Canadian Natural Resources
CNQ has a current market capitalization near $98 billion, making it the largest energy company on the TSX. The company’s size and balance sheet strength give CNQ the financial firepower to make large strategic acquisitions to drive revenue and cash flow growth.
Management recently announced a US$6.5 billion deal to buy Chevron’s Canadian assets, including a 20% interest in the Athabasca Oil Sands Project (AOSP) and a 70% operated working interest in light crude oil and natural gas liquids properties in the Duvernay play in Alberta. The AOSP purchase brings CNQ’s ownership of the project to 90%, while the Duvernay assets provide an opportunity for attractive near-term growth and a boost to cash flow.
Investors who bought CNQ at the 2020 low have enjoyed amazing gains, although the rally has slowed down in the past year. The stock is up about 6% in 2024 but has been quite volatile, roughly trading in a range between $40 and $55 over the past 12 months. At the time of writing, CNQ trades near $46.50.

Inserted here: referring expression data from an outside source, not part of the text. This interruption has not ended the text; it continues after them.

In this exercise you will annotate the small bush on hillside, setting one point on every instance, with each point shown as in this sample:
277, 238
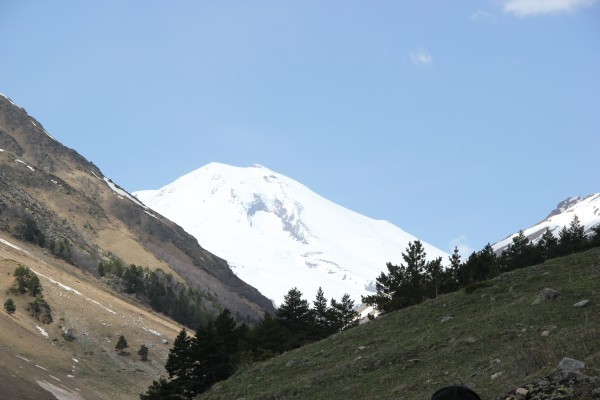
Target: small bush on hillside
121, 345
40, 310
9, 306
477, 285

CNQ just increased its dividend by 7%. This is the 25th consecutive annual dividend hike, which is rare in a sector that relies on volatile commodity prices for its revenue and profits. Management intends to give 60% of excess cash to shareholders once the Chevron deal closes and is using the rest to reduce debt, which increased a bit to complete the purchase. As cash flow rises and net debt drops below $15 billion, the company plans to give 75% of excess cash flow to shareholders. At net debt of $12 billion, the amount will rise to 100%.

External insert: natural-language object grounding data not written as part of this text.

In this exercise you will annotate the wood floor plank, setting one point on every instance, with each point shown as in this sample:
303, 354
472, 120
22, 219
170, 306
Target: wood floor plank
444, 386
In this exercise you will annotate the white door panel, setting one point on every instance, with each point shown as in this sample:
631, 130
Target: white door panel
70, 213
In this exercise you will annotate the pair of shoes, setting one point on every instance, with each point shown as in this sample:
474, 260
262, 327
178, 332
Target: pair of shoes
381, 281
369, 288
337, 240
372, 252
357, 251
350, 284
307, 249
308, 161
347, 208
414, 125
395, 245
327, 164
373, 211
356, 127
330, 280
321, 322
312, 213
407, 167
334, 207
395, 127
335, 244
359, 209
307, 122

CNQ’s advantage lies in its diverse product range. The company has oil sands, conventional heavy oil, conventional light oil, offshore oil, natural gas and natural gas liquids assets. Management is adept at quickly moving capital around the portfolio to take advantage of the best market opportunities.

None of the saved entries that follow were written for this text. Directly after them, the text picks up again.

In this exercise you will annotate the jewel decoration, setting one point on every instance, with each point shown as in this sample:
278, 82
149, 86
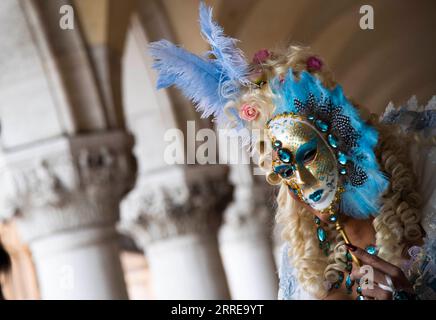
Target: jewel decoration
324, 244
284, 155
332, 141
349, 283
371, 249
342, 158
350, 138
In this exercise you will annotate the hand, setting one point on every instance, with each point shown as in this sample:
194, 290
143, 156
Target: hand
383, 270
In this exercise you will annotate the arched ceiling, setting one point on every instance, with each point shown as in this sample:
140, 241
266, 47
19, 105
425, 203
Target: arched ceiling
391, 62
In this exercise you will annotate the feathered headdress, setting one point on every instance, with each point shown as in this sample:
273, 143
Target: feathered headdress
211, 80
216, 78
352, 141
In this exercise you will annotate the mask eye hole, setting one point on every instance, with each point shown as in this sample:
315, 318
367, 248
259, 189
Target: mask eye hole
309, 156
284, 171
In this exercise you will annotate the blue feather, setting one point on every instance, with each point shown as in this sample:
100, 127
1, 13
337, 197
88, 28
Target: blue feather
357, 201
229, 58
196, 77
209, 83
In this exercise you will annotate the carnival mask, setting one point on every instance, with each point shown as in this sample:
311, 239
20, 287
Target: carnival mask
304, 160
321, 144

Investors who buy CNQ stock at the current level can get a dividend yield near 4.8%.
Suncor
Suncor fell out of favour with investors in 2020 when it slashed the dividend to preserve cash flow. The company also struggled with safety issues and high operating costs, eventually leading to a chief executive officer change in the spring of 2023.
Since then, Suncor has trimmed staff, sold off its renewables business, and refocused, making its production, refining, and retail operations more efficient. The solid third-quarter (Q3) 2024 results indicate that the turnaround plan appears to be working. Suncor reported record refining throughput in the quarter, record refined product sales, and 99% upgrader utilization.
Suncor reduced its debt by $1.4 billion in the quarter, hitting its goal of reaching net debt of $8 billion. The improved balance sheet position means Suncor will now return 100% of excess cash flow to shareholders through dividends and share buybacks. The board announced a 5% increase to the dividend for 2025. Suncor has steadily raised the payout since the 2020 cut and now offers a distribution that is above the 2019 level.
Suncor trades near $57 at the time of writing. The stock is up about 33% this year. Investors who buy at the current level can get a dividend yield of 4%.
Is one a better pick?
Suncor offers the benefit of production, refining, and retail operations. CNQ is more of a pure play on energy prices. Both companies are in good shape and should continue to return significant cash flow to shareholders in the coming years. At the current share prices, I would probably split a new investment between the two stocks.